Require human review of any Customer Support Agent reply that offers a refund, discount, or compensation before it reaches the customer, and route those reviews to the support supervisor.

  1. Log in to Creatio AI Studio.

  2. Go to the Trust & Governance block → Policies. This opens the policy list.

  3. Click NewHuman-in-the-Loop. This opens the HITL policy editor.

  4. Configure the General settings & Runtime panel:

    1. Enter a Policy name that tells reviewers what the policy guards, such as "Refund and Compensation Approval".

    2. Set the Scope to "Agent" to apply the policy to specific agents, or to "Global" to apply it to every agent.

    3. Set Enforcement to "Enforce" so the agent pauses and waits for a reviewer on a match.

      In "Enforce" mode, the agent's reply is held and not delivered until a reviewer approves it. If no decision arrives in time, runtime interrupts the agent and the reply is not sent. Assign an approver who can respond promptly, or keep the policy in "Observe" mode until your team is ready to review in real time.

    4. Set the Severity to "High" to classify the policy's importance relative to others in your environment.

  5. Click Add agent in the Assigned agents panel and select the agent to govern, such as "Customer Support Agent". This panel appears when the scope is "Agent".

  6. Set the Trigger point to "Before the agent replies to a customer" so the policy checks every outbound reply before it is sent.

  7. Enter your rule in the Instructions for response evaluation field. The LLM judge checks every reply against this rule and triggers the policy on a match. For this example, enter "Flag this response for human review if it offers a refund, discount, or compensation of any kind, or if it makes commitments about delivery timelines, replacement items, or service credits."

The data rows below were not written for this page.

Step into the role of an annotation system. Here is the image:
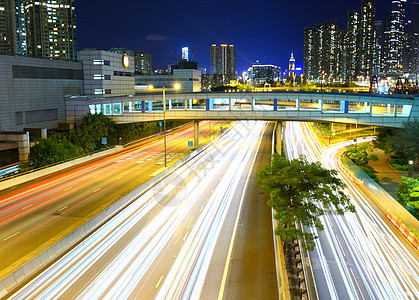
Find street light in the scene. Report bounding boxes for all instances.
[163,83,180,168]
[407,160,413,178]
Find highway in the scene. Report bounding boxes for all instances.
[284,122,419,300]
[0,122,227,278]
[11,122,267,299]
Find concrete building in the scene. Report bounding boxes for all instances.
[15,0,27,56]
[134,50,153,75]
[247,61,282,87]
[356,0,375,79]
[210,44,237,85]
[0,55,83,131]
[0,0,17,55]
[25,0,77,60]
[135,69,201,92]
[383,0,406,76]
[80,49,135,97]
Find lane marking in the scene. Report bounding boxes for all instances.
[58,205,68,211]
[156,275,163,289]
[22,203,33,210]
[3,231,20,241]
[218,126,266,300]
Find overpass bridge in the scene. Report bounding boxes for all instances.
[66,92,419,148]
[66,92,419,128]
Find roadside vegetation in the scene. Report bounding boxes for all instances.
[345,143,380,183]
[257,154,355,251]
[24,113,184,169]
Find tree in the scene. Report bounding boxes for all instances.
[396,176,419,209]
[346,143,378,166]
[257,154,355,249]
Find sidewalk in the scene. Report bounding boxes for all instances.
[368,149,419,199]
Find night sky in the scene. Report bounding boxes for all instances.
[76,0,412,74]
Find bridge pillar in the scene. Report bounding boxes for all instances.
[276,122,282,155]
[193,121,199,149]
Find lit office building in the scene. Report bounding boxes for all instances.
[15,0,26,56]
[322,20,340,82]
[134,51,152,75]
[357,0,375,79]
[346,10,360,82]
[248,59,280,87]
[303,26,314,80]
[372,20,384,76]
[0,0,17,55]
[383,0,406,76]
[25,0,77,60]
[211,44,237,85]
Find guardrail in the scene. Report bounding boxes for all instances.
[0,123,231,298]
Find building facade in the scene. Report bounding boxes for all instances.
[135,50,153,75]
[135,69,202,92]
[25,0,77,60]
[80,49,135,97]
[210,44,237,85]
[0,55,83,131]
[356,0,375,80]
[0,0,17,55]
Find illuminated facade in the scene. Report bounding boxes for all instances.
[383,0,406,76]
[210,44,237,85]
[346,10,360,82]
[15,0,26,56]
[0,0,17,55]
[25,0,77,60]
[356,0,375,79]
[247,62,282,87]
[304,26,315,81]
[288,52,295,77]
[134,51,152,75]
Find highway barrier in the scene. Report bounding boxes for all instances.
[0,127,232,298]
[0,146,123,191]
[339,156,419,250]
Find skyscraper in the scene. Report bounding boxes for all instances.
[346,10,360,81]
[134,50,152,75]
[25,0,77,60]
[210,44,236,84]
[303,26,315,80]
[0,0,17,55]
[357,0,375,78]
[383,0,406,75]
[15,0,26,56]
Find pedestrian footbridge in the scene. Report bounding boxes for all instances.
[66,92,419,127]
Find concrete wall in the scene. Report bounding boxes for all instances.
[0,55,83,131]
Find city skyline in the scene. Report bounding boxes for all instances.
[76,0,413,74]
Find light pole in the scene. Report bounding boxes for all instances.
[163,84,180,168]
[407,160,413,178]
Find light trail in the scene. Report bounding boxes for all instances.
[285,122,419,299]
[11,122,266,299]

  8. Turn on Allow replacement message after reject in the Reject options block, then enter a default replacement message the reviewer can send instead of the draft.

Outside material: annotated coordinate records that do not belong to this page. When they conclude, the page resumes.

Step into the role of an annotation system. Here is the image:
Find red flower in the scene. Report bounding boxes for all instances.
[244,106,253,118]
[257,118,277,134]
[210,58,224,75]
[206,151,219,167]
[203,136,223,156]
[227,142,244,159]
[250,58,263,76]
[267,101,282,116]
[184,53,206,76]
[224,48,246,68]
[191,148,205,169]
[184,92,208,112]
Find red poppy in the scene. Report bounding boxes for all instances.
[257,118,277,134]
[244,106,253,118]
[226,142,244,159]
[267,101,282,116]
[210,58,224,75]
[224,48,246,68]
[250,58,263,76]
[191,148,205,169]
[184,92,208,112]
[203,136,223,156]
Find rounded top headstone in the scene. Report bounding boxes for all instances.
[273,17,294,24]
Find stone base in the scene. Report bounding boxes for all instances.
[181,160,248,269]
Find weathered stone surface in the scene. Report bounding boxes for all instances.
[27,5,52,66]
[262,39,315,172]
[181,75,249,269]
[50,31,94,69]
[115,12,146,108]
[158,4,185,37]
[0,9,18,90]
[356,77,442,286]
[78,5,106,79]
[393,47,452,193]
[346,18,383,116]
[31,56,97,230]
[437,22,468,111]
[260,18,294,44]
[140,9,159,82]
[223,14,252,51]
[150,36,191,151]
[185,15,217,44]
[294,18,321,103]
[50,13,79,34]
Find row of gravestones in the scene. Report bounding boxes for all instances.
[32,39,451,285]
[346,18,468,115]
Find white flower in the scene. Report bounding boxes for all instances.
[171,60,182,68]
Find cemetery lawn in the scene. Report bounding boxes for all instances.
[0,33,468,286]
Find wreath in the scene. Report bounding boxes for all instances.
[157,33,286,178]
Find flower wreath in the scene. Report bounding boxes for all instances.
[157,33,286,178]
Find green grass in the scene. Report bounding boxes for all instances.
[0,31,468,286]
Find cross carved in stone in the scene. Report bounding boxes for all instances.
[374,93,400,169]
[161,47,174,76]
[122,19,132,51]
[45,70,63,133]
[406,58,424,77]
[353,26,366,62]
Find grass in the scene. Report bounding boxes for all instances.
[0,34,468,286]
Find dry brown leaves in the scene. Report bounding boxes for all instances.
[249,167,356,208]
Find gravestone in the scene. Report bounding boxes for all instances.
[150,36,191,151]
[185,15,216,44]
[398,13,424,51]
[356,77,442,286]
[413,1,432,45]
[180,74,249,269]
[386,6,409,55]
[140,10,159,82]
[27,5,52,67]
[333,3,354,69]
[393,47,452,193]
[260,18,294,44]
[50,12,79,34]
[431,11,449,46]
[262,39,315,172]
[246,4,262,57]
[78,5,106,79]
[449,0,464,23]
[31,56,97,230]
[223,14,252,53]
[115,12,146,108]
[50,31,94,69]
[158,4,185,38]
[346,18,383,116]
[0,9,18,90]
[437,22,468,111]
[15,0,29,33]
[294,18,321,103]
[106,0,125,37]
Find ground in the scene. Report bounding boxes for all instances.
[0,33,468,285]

  9. Turn on Allow retry with agent instructions so the reviewer can send the draft back with guidance for a new attempt.

  10. Select an Approver role, such as "SupportSupervisor", to route approvals to that team. Leave it empty to send approvals to the standard approvals queue.

  11. Enter a Pending notification the requester sees while they wait. Leave it empty to send no notification. It is delivered only in synchronous channels. Async channels such as email skip it.

  12. Click Create policy to save the changes.

As a result, the policy will appear in the Policies list with the status "Enforcing", ready to govern the assigned agent. At runtime, when the agent drafts a reply, the LLM judge will check it against your rule. On a match, the agent will pause and an approval request will appear in the approvals queue with the agent's draft, the matched rule, and the policy severity. The reviewer's decision determines what happens next:

  • Approve — the original reply is delivered to the customer.
  • Reject and end the chat — nothing is sent and the conversation ends.
  • Reject and send a replacement message — the reviewer's edited message is delivered instead of the draft.
  • Reject and retry with instructions — the agent generates a new reply using the reviewer's guidance, and the policy evaluates it again.

If no decision arrives in time, runtime interrupts the agent and the reply is not delivered. In "Observe" mode, nothing is paused or blocked. The reply reaches the customer right away, and the policy logs a decision recording that approval would have been required in "Enforce" mode. Review these logged decisions on the governance dashboard to see how often the policy would fire before you switch it to "Enforce".

note

The trigger point sets when the policy runs and is independent of the mode, so either trigger point works in "Observe" or "Enforce". This article uses the pre-reply trigger point. To review the customer's incoming message before the agent processes it, set the Trigger point to "Before the agent processes an incoming request" in step 6. The rule field then becomes Instructions for user-input evaluation, where you refuse or route risky requests before the model runs. For example, "Reject input that asks the agent to discuss competitors, leak credentials, or perform actions outside its scope."